Video
Author(s):
Daneng Li, MD, evaluates the use of cabozantinib plus atezolizumab in first-line advanced unresectable HCC as seen in the COSMIC-312 study.
Anthony B. El-Khoueiry, MD: Recently, there have been a couple of developments, with new data coming out from the COSMIC-312 and HIMALAYA studies. I’m going to ask my colleague Dr Li to briefly review those studies.
Daneng Li, MD: Thanks so much, Dr El-Khoueiry. As you mentioned, we’ve had a lot of activity and continue to have a lot of activity for our patients with unresectable HCC [hepatocellular carcinoma]. The COSMIC-312 study was a large global phase 3 study. It included about 840 patients worldwide. These were targeting the same population that you highlighted in the IMbrave150 study. This was a first-line study for patients with advanced unresectable HCC. Patients were randomized 2:1:1 to receive cabozantinib at 40 mg—a lower dose of cabozantinib—plus atezolizumab vs sorafenib, which is our prior standard for advanced unresectable HCC. They also had an exploratory arm of frontline full-dose cabozantinib at 60 mg vs sorafenib as well. It had dual primary end points of progression-free survival [PFS] as well as overall survival [OS].
In terms of progression-free survival, the combination of 40-mg cabozantinib plus atezolizumab every 3 weeks led to improvement in progression-free survival from 4.2 months up to 6.8 months vs sorafenib. That’s very consistent with what we saw with the combination of atezolizumab plus bevacizumab in the IMbrave150 study. But what was surprising was that when they analyzed the data at interim analysis for overall survival, there was no statistical difference in terms of overall survival with cabozantinib at 40 mg plus atezolizumab vs sorafenib. The overall survival was 15.5 months for sorafenib and 15.4 months for the combination of cabozantinib plus atezolizumab. It appears that there’s improvement in tumor control with the frontline regimen compared with sorafenib, but that didn’t necessarily translate into an overall survival benefit.

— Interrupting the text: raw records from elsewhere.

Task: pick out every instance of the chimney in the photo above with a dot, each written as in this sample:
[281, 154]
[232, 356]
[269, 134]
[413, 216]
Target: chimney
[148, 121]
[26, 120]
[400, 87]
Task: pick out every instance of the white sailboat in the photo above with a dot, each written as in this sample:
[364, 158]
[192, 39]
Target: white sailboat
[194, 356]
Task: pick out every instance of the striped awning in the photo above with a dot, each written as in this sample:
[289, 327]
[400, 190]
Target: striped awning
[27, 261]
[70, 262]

Anthony B. El-Khoueiry, MD: As you know, we’re still awaiting the mature overall survival data for that study, so this was interim survival. Longer follow-up is needed, but I agree. The discrepancy between PFS and OS is something to watch out for. I’d add that the response rate for the cabozantinib-atezolizumab combination was at 11%. That’s a bit lower than expected as well, but a very high disease control rate in the 80% range.
Daneng Li, MD: Yes. This is maybe what we expected from cabozantinib. We’ll have to see the more mature data in terms of how many of these patients potentially had significant dose reductions. It was already starting at a lower dose of cabozantinib, 40 mg, based on initial phase 1 studies from the COSMIC-021 study. We’ll have to see how many of those patients required further dose reductions in that arm.
Anthony B. El-Khoueiry, MD: For fairness, the study was designed statistically to be positive when either end point was met. PFS and OS were coprimary end points, so the fact that PFS met its end point by definition statistically makes it a positive study. We’ll see as the data evolve on that.